An expansionary fiscal policy and a delayed response to monetary policy in Pakistan is overheating the economy, which is further increasing inflation. Moreover, the rupee devaluation is worsening the situation.
Devastating floods have exacerbated the inflationary pressure. It has destroyed 400 acres of agricultural land, which will negatively affect the cotton, date, rice, and wheat crop. More than a million livestock animals have been washed away. Moreover, much of the cereals, seed, and animal feedstock have been destroyed, thereby wiping out the inputs needed for future crop and livestock production. A decrease in agricultural production, disruption to food processing, and disruption to slaughtering will elate inflation.
- Encourage domestic production of goods.
- Encourage start-ups and develop strategic plans for every sector.
- Targeted Poverty Alleviation and Social Safety programs such as Ehsaas Programme and BISP should expand the coverage.
- Policy planning from academia must be reviewed, keeping in consideration the empirical evidence of inflation.
- To give subsidies and loans to industries, the government must partner with banks to give loans at reasonable interest rates, as reducing taxes will generate less revenue for the government.
- Exporting labour services should be encouraged because it will increase the inflow of remittances.
- Rather than giving a minimum wage to labour, the government should opt for a living wage that counts the inflation factor in it as well.
- Energy subsidies must be avoided as it benefits the better off, but poor people are affected badly.
- Maintaining the independence of the State Bank of Pakistan (SBP), combined with proactive and data-driven monetary policymaking to support price stability objectives.
- Government should promote climate-smart agriculture.
- For economic growth, women must also be empowered and engaged in the latest activities such as marketing, packaging, business strategies etc., as they make up 48.5% of the population.
- Authorities must consider the statistical findings that negate the policy of increasing Policy rates to decrease inflation. They must take an unconventional approach and bring down the policy rate to experience an overall reduction in inflation.
- Economic diversification is required to achieve economic growth.
- An accurate survey of energy reserves must be conducted to forecast the capacity of reserves and import energy resources accordingly or move to renewable resources.

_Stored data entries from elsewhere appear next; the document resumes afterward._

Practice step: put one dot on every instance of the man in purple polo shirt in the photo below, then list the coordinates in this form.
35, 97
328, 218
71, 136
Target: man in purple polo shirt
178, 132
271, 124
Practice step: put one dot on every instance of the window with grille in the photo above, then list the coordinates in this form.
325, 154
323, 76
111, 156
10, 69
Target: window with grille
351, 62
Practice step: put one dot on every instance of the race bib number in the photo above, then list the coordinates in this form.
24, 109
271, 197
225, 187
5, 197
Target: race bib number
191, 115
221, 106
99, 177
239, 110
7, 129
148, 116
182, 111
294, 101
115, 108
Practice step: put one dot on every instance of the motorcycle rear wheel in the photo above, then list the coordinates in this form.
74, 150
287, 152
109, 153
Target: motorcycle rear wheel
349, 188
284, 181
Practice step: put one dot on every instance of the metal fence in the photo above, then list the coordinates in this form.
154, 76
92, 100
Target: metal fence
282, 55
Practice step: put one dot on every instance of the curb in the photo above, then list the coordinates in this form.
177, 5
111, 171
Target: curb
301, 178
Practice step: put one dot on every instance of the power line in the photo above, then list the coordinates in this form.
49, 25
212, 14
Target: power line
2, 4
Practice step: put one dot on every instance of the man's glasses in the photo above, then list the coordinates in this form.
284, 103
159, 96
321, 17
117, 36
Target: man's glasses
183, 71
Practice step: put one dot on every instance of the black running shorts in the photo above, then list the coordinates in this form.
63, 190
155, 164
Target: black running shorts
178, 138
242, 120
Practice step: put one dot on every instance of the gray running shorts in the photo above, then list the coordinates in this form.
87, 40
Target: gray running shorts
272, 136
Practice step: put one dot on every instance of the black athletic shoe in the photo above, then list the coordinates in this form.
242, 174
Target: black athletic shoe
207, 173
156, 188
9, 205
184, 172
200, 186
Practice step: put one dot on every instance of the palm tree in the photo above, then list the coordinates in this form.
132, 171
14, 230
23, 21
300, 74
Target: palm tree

- Government should promote alternative sources of energy production such as solar power and wind energy to solve the energy crisis.
- Policies to increase the inflow of remittances and investments must be implemented to reduce high prices.
- Domestic borrowing must be capped at a specific percentage, as an increase in domestic credit also results in an increase in inflation.
- Industries must be established to produce raw materials and goods domestically. It will bring an inflow of money, reduce the cost of production and promote exports while decreasing imports.
- Government must incentivise the private sector to have a more resilient supply chain.
- After the impacts of flooding on agriculture, the structure of the economy will reduce output. Cash crops must be identified for quick returns as the fiscal space is limited.